September 24, 2006

Ramadan

I don’t know how many times I have begun a Blog post declaring my distrust of people who are overtly religions. I suppose this is because I find most religions and their overpowering, inflexible sermons too constricting for my worldview. It is strange, however, that in a span of a few weeks, I have quoted scripture, and now I am writing about fasting during Ramadan. I guess these reflections on religion are an indication of my trying to delve deeper into forces that control so many people’s lives.

I become disillusioned when I see the world, which Christians, Muslims and Jews have created. There is so much hypocrisy, lust for power, and injustice in their teachings, that I often find myself unable to understand how billions of people could be so passive in following tenets that feel so unnatural and inhuman to me.
As my own spiritually matures, however, I am hoping that by looking closer, passed the rigid dogma that maybe I will find a foundation of these religions, which will help me make sense of what I have always thought to be the most destructive force to infect mankind.

Both my grandmothers were Muslim. I was born in Iran and currently live in Malaysia- both Muslim countries. But until the United States declared a war on Muslims, I had been very critical of Mohammad’s creed. I credited the mullahs and other fundamentalists for ruining my country of birth and forcing my family and I into exile. I viewed many Muslim teachings as constrictive and backwards. But since 9/11, I have often found myself defending Muslims from prejudices cast upon them by the West. Listening to Bush’s, you’re with us or against us speeches, have made it easy for me. I knew right from the start that I am against him. As a result of his divisive world order, I have adopted a much more tolerant view of Islam.

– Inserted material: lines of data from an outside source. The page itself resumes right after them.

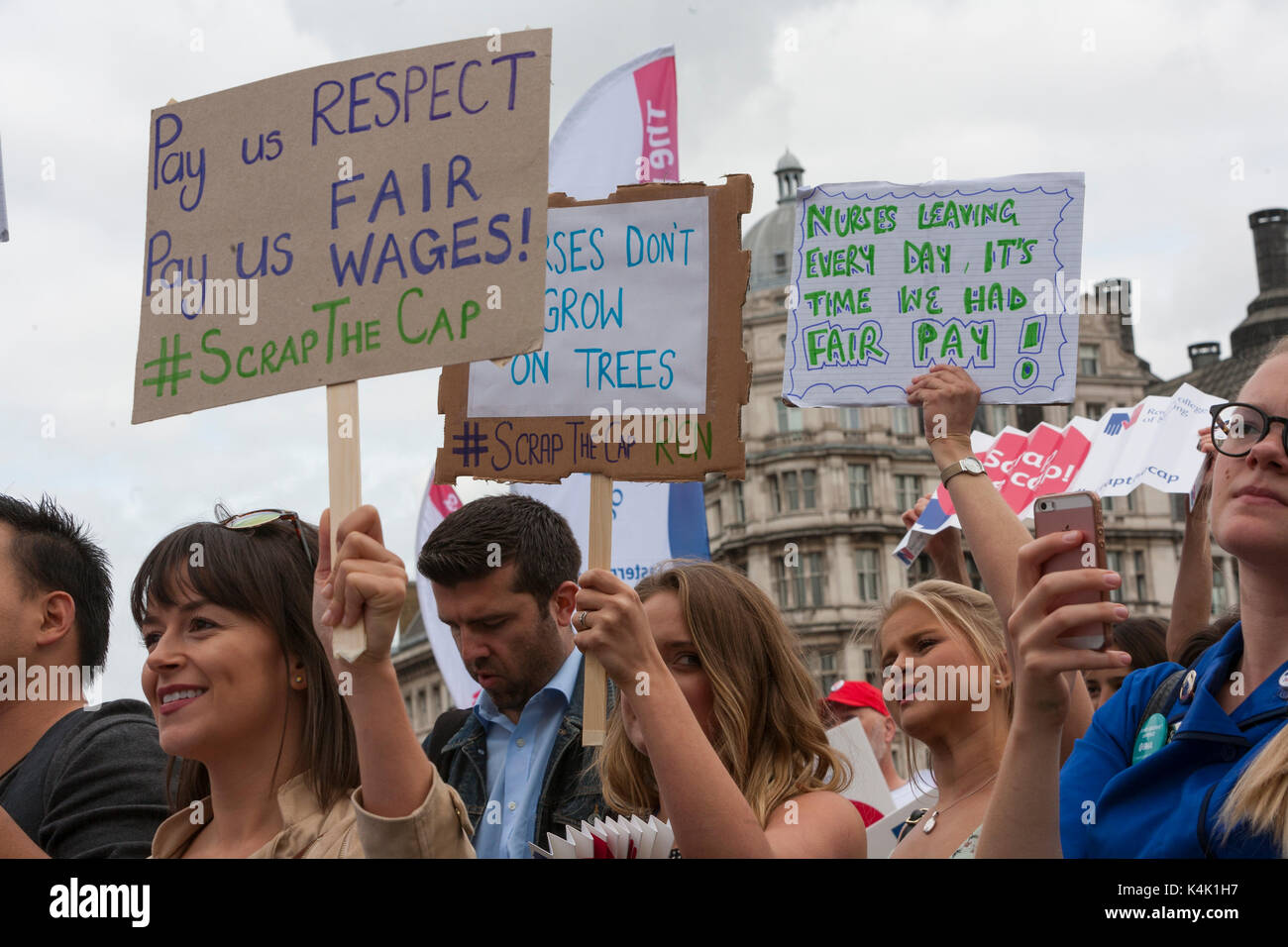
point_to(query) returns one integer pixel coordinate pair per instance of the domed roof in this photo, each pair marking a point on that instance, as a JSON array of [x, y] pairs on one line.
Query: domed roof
[[771, 239], [771, 244]]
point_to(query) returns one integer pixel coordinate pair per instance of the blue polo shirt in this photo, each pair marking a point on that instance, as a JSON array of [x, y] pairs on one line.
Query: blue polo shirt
[[516, 758], [1166, 805]]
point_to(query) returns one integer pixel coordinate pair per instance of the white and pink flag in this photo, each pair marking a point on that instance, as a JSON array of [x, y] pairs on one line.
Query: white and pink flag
[[441, 500], [1153, 442], [621, 132]]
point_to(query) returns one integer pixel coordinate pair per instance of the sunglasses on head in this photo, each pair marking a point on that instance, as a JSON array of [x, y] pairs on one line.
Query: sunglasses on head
[[256, 518]]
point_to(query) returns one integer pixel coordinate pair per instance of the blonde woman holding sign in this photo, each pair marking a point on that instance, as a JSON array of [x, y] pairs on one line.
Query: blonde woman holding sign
[[271, 736], [716, 729]]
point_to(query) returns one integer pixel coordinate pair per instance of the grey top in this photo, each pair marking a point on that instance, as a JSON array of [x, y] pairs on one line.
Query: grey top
[[102, 791]]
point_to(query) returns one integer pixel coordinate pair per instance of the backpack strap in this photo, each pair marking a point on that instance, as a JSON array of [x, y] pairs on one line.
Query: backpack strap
[[25, 796], [1160, 701], [446, 727]]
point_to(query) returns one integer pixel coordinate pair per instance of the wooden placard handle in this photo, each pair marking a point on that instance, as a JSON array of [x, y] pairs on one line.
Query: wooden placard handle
[[599, 557], [344, 457]]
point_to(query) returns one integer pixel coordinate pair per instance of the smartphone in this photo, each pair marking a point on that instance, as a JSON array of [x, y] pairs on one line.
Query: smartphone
[[1078, 510]]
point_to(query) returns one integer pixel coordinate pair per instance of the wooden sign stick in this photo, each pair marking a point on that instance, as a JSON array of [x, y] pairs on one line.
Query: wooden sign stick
[[344, 464], [597, 557]]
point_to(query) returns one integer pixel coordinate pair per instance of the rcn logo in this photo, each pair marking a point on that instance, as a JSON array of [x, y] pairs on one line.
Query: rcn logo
[[1120, 420]]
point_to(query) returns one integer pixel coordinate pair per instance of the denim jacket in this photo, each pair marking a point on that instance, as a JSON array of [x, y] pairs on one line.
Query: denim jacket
[[570, 789]]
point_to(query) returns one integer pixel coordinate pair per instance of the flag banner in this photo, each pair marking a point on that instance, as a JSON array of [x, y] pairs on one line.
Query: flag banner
[[438, 501], [621, 132], [1153, 444]]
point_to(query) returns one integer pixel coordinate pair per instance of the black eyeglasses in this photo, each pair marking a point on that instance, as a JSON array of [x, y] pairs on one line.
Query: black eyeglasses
[[1236, 428], [249, 521]]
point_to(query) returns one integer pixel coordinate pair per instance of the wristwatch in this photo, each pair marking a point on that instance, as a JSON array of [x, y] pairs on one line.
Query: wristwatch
[[964, 466]]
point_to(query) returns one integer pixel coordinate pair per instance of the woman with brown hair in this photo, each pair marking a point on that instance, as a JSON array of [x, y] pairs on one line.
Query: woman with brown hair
[[716, 729], [271, 732]]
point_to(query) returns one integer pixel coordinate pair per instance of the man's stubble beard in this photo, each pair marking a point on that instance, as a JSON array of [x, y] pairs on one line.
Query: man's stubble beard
[[520, 690]]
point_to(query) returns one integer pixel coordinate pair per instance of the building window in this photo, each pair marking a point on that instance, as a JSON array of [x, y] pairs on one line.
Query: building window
[[1115, 561], [794, 491], [870, 578], [791, 489], [799, 586], [902, 420], [861, 486], [822, 667], [814, 579], [1089, 360], [790, 419], [907, 491]]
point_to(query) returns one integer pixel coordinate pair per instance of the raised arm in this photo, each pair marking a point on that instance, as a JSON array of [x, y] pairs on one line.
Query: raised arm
[[398, 781], [1022, 818], [948, 398]]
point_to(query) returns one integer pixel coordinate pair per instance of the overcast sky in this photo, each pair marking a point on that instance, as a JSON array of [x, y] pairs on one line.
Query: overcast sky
[[1173, 111]]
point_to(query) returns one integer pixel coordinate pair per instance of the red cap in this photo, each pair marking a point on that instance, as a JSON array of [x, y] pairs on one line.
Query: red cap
[[858, 693]]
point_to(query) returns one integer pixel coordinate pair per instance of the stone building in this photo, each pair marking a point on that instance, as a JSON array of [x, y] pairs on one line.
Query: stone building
[[828, 484]]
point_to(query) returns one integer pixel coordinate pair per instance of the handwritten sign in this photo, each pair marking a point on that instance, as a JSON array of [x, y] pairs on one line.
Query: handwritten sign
[[892, 278], [643, 373], [356, 219], [610, 270]]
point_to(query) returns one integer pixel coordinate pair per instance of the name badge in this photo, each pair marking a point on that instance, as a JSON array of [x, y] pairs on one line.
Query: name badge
[[1151, 737]]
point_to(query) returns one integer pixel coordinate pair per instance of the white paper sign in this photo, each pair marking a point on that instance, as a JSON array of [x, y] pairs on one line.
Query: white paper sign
[[892, 278], [625, 316]]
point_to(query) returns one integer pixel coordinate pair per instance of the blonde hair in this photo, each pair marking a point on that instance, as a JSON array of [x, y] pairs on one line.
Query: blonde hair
[[765, 725], [960, 608], [1260, 797]]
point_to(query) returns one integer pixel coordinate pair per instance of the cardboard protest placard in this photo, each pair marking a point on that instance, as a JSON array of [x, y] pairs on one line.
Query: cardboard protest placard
[[355, 219], [643, 375], [892, 278]]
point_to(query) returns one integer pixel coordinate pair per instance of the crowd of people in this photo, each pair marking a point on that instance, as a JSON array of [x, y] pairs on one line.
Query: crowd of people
[[256, 741]]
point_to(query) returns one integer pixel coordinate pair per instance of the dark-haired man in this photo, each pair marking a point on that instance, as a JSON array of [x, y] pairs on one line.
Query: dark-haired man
[[503, 570], [72, 784]]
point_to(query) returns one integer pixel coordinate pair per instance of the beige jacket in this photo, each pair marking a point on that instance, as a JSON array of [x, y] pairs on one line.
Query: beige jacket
[[438, 828]]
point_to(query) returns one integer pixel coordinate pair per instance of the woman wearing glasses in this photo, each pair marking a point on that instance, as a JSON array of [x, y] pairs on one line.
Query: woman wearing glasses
[[1180, 763], [269, 733]]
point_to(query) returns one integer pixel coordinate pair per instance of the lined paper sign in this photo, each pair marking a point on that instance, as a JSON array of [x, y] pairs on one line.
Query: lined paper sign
[[625, 316], [892, 278]]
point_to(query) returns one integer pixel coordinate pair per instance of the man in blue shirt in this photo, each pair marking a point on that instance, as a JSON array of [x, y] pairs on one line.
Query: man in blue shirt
[[502, 571]]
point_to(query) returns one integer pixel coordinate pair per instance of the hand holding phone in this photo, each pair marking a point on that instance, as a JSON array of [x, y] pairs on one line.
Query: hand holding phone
[[1078, 510]]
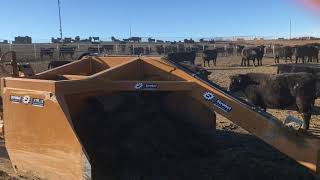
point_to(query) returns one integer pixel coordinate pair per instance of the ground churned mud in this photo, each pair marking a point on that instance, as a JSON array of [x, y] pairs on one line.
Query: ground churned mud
[[143, 141], [140, 140]]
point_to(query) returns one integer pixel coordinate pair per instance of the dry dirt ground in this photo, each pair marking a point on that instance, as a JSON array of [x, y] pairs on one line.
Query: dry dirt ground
[[190, 154]]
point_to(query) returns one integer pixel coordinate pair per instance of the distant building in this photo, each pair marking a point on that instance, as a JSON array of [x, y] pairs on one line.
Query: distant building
[[4, 42], [55, 40], [22, 40]]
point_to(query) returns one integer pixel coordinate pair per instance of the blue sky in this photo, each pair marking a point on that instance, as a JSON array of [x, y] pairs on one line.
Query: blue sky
[[156, 18]]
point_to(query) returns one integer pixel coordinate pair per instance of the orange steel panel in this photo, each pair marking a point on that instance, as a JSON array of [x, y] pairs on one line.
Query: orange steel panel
[[41, 139], [89, 86], [303, 149]]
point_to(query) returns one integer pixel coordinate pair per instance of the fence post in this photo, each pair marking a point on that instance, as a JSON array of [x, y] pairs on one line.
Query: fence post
[[117, 49], [58, 50], [35, 52]]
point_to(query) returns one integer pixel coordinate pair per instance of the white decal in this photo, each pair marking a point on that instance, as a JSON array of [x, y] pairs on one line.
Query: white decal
[[217, 102], [138, 85], [15, 99], [26, 99], [37, 102], [208, 96]]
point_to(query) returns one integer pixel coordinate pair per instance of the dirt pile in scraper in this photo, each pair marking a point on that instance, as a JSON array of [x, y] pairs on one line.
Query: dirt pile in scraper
[[138, 139]]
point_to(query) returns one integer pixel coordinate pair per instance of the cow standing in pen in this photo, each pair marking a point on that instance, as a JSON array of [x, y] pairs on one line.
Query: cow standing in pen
[[294, 91]]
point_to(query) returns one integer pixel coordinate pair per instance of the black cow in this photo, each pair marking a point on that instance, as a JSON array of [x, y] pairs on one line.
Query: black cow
[[285, 52], [307, 68], [248, 53], [294, 68], [252, 53], [46, 52], [309, 52], [285, 91], [182, 57], [209, 55], [239, 49], [198, 70]]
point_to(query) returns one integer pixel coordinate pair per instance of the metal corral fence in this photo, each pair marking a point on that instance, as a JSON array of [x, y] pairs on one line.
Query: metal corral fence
[[50, 51]]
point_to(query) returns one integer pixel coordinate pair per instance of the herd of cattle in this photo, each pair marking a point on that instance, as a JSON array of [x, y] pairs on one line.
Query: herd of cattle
[[295, 87]]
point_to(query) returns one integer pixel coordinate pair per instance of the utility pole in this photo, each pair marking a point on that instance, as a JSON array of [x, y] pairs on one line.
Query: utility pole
[[60, 19], [290, 29]]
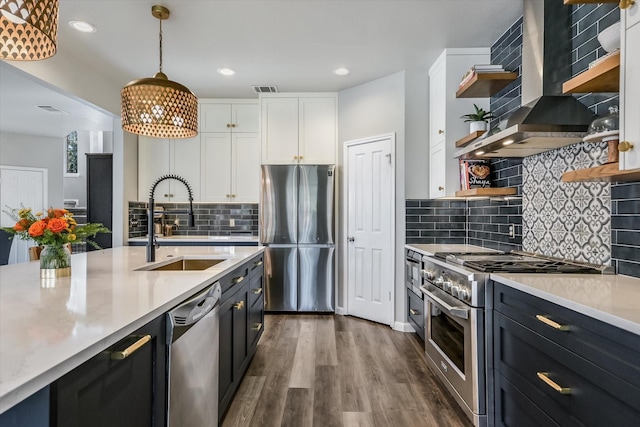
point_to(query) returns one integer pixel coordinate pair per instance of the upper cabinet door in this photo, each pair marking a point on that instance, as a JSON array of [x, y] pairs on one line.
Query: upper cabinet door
[[630, 90], [245, 118], [215, 118], [279, 131], [318, 130], [185, 162]]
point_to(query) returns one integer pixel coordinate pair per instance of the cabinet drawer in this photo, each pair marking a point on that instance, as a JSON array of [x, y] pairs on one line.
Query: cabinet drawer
[[593, 396], [415, 312], [229, 281], [611, 348]]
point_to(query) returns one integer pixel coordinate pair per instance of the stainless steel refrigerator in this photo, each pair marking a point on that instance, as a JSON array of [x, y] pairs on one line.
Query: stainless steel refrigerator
[[297, 228]]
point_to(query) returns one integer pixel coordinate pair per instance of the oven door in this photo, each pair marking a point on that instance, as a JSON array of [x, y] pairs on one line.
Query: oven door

Furthermore, as my Zen practice progresses, I am learning to search for the aspects in all religions that reinforce the Buddha’s teachings. You see I don’t view Buddhism as a religion. I see it as a teaching that helps us better understand reality. Buddhism is not different that other religions, it is all the religions examined mindfully. Buddhism allows us to search for truth and find trust not in scripture and sermons, but in the love and kindness that I hope exists somewhere in the other religions. So while Bush expounds a warped 1984 war is peace version of Christianity, I will simply focus on Jesus’ teachings that align perfectly with what the Buddha said thousands of years earlier. Love. Be kind. Help the other beings before you help yourself. Pretty simple.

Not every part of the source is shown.